A car of Russia’s National Guard is seen at the scene after a gunman opened fire at the Perm State University in Perm, Russia September 20, 2021

His messages suggest he had been planning a massacre for many months, but only recently decided to carry it out at the university. 

The last such deadly attack took place in May 2021, when a 19-year-old gunman opened fire in his old school in the central Russian city of Kazan, killing nine people.

Investigators said that man suffered from a brain disorder. But he was deemed fit to receive a license for the semi-automatic shotgun he used in the attack.

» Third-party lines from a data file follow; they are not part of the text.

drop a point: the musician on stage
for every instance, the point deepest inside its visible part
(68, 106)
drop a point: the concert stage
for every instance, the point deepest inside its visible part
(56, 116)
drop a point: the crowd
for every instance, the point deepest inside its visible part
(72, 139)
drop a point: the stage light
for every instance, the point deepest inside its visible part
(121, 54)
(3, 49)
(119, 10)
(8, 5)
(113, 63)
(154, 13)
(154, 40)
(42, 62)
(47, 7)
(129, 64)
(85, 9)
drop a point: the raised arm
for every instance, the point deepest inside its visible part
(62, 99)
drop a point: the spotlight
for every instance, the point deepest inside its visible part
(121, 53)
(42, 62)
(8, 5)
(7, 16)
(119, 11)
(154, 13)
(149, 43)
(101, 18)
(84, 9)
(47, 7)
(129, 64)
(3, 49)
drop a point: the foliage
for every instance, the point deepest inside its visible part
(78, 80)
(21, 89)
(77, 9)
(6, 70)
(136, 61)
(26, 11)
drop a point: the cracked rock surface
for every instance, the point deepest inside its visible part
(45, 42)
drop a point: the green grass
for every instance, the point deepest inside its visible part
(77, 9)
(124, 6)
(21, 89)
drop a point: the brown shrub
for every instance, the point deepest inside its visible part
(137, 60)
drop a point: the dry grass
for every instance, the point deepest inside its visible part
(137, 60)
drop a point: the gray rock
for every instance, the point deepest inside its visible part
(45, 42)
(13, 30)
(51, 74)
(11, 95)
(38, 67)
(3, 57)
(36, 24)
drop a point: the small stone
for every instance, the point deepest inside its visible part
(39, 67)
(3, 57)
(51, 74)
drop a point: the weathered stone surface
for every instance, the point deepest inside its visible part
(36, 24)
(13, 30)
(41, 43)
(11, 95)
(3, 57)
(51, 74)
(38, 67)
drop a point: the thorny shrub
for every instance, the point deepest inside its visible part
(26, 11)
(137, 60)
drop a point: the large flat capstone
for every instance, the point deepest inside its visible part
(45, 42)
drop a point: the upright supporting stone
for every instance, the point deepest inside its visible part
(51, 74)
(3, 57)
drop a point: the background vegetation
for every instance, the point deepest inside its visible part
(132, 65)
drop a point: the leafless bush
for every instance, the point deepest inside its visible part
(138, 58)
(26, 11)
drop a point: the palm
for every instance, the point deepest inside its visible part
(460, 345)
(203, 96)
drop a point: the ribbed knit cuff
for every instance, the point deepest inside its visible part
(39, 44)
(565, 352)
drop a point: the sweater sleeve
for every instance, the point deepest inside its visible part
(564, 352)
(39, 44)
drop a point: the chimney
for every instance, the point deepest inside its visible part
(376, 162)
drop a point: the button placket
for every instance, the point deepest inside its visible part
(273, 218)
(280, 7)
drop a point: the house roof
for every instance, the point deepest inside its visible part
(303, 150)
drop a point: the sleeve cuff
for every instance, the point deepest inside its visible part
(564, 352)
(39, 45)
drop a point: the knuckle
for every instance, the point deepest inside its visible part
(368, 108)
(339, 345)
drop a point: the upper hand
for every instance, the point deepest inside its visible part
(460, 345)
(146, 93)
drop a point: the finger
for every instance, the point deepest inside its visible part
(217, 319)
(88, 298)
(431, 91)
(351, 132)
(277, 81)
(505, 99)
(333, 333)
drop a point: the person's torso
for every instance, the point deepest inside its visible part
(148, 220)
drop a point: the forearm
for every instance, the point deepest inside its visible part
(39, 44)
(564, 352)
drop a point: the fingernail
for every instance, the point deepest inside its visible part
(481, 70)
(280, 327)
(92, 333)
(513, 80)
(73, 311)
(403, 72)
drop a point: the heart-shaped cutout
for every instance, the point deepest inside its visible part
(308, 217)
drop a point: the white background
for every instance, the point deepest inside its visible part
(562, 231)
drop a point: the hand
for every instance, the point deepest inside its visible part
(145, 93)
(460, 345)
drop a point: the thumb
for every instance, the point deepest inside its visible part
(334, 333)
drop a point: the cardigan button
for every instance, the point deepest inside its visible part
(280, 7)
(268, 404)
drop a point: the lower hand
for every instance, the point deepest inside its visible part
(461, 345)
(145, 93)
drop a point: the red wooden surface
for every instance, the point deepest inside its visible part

On the day of that attack – one of the worst in recent Russian history – President Vladimir Putin called for a review of gun control laws.

In November 2019, a 19-year-old student in the far eastern town of Blagoveshchensk opened fire at his college, killing one classmate and injuring three other people before shooting and killing himself.

In October 2018, another teenage gunman killed 20 people at a Kerch technical college in Crimea, the peninsula Russia annexed from Ukraine in 2014.

He was shown in camera footage wearing a similar T-shirt to Eric Harris, one of the killers in the 1999 Columbine High School shooting in the US, which left 13 people dead.

The Crimea shooter was able to legally obtain a gun licence after undergoing marksmanship training and being examined by a psychiatrist.

The country’s FSB security service says it has prevented dozens of armed attacks on schools in recent years.

In February 2020 the FSB said it had detained two teenagers on suspicion of plotting an attack on a school in the city of Saratov with weapons and homemade explosives.

Authorities have claimed that young Russians are being increasingly exposed to negative influences online, especially from the West.